Alongside the ad, the company launched an original song with lyrics based on real people’s stories that achieved viral success. As a result of the widespread coverage, the matter of online shaming was debated in the Dutch Parliament, resulting in the Dutch Sexual Crimes Act being updated to class the non-consensual sharing of intimate photos as a sexual offence.
Also focussing on the need to support the next generation, the UN Women’s Child Wedding Cards campaign won the Health Grand Prix for Good at Cannes. Aiming to inspire lawmakers in Pakistan to move the minimum age of marriage to 18, the organisation leans into radical transparency and emotive imagery to demand change from policymakers.

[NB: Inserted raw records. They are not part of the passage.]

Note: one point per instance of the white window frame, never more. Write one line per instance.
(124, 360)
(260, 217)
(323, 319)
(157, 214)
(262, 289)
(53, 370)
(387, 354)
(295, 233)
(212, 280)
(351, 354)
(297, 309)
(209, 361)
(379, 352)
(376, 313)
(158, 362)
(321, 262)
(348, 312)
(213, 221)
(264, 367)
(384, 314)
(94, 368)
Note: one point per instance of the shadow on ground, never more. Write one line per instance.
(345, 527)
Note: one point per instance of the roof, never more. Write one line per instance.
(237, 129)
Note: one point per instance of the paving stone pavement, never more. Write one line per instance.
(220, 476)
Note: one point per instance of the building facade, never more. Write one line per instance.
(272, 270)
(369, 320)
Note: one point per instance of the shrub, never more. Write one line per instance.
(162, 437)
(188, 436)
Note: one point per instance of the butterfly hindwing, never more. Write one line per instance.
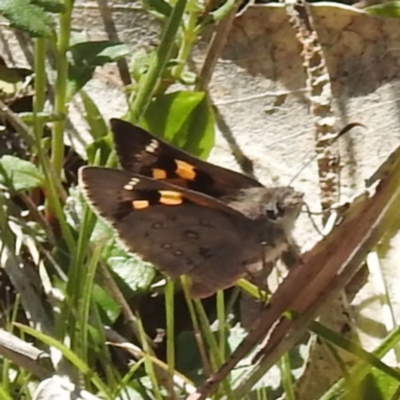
(143, 153)
(179, 231)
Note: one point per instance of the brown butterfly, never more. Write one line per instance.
(187, 216)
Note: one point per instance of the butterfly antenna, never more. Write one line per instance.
(341, 133)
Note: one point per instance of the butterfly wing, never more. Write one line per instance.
(179, 231)
(143, 153)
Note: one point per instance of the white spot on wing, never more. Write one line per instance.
(152, 146)
(131, 184)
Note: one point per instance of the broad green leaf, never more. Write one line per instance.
(97, 125)
(27, 17)
(19, 174)
(183, 118)
(390, 9)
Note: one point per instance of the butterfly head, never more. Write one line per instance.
(283, 206)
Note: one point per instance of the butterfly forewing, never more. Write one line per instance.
(179, 231)
(143, 153)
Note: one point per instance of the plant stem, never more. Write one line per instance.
(188, 38)
(57, 144)
(156, 68)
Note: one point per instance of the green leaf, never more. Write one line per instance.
(53, 6)
(183, 118)
(87, 56)
(100, 148)
(390, 9)
(133, 273)
(97, 125)
(98, 52)
(19, 174)
(161, 7)
(27, 17)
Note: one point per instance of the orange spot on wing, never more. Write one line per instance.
(159, 173)
(140, 204)
(170, 198)
(185, 170)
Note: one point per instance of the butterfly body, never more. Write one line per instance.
(186, 216)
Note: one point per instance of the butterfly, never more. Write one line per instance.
(188, 216)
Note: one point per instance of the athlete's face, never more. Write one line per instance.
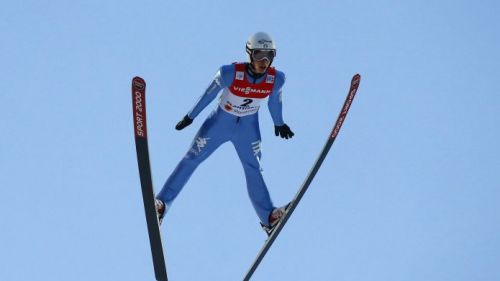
(260, 66)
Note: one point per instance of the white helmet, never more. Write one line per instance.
(261, 41)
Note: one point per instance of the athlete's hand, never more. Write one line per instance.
(283, 131)
(186, 121)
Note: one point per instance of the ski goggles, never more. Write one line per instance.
(259, 55)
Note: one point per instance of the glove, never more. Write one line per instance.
(283, 131)
(186, 121)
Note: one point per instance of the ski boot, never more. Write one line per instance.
(274, 219)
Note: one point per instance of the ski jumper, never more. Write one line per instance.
(235, 119)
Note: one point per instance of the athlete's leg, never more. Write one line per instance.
(210, 136)
(248, 145)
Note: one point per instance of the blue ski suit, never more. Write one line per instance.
(235, 119)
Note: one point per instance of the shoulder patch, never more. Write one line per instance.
(240, 75)
(270, 79)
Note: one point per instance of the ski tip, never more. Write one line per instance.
(356, 79)
(138, 82)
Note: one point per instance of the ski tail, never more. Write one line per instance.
(302, 190)
(141, 144)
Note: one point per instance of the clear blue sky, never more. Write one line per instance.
(409, 192)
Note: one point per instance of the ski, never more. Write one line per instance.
(148, 196)
(302, 190)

The organisation sent the cards directly to lawmakers, and as a result, the issue was debated in parliament.
In recognition of the change the campaign achieved on a real-world level, the organisation received the Health Grand Prix for Good at the Cannes. “This campaign demonstrates the true power of creativity: the ability to deliver a highly impactful message without relying on massive budgets and an emphasis on emotional voltage,” says Ali Rez, regional chief creative officer at IMPACT BBDO.
Pro-unity narratives
In a record election year, with 1.5 billion people headed to the polls, polarisation and social fragmentation were always going to be front of mind for people and advertisers alike.
Frankfurter Allgemeine Zeitung took home the Industry Craft Grand Prix at Cannes for its 100th edition featuring holocaust survivor Margot Friedländer at the Holocaust Memorial in Berlin.
A collectivist and inclusive vision was also at the centre of McCann’s campaign for Mastercard ‘Room for Everyone’. Following the refugee crisis created by the war in Ukraine, the campaign saw Mastercard use payment and footfall data to unlock opportunities for Ukrainian and Polish businesses to work effectively together, supporting a new revenue strategy for everyone.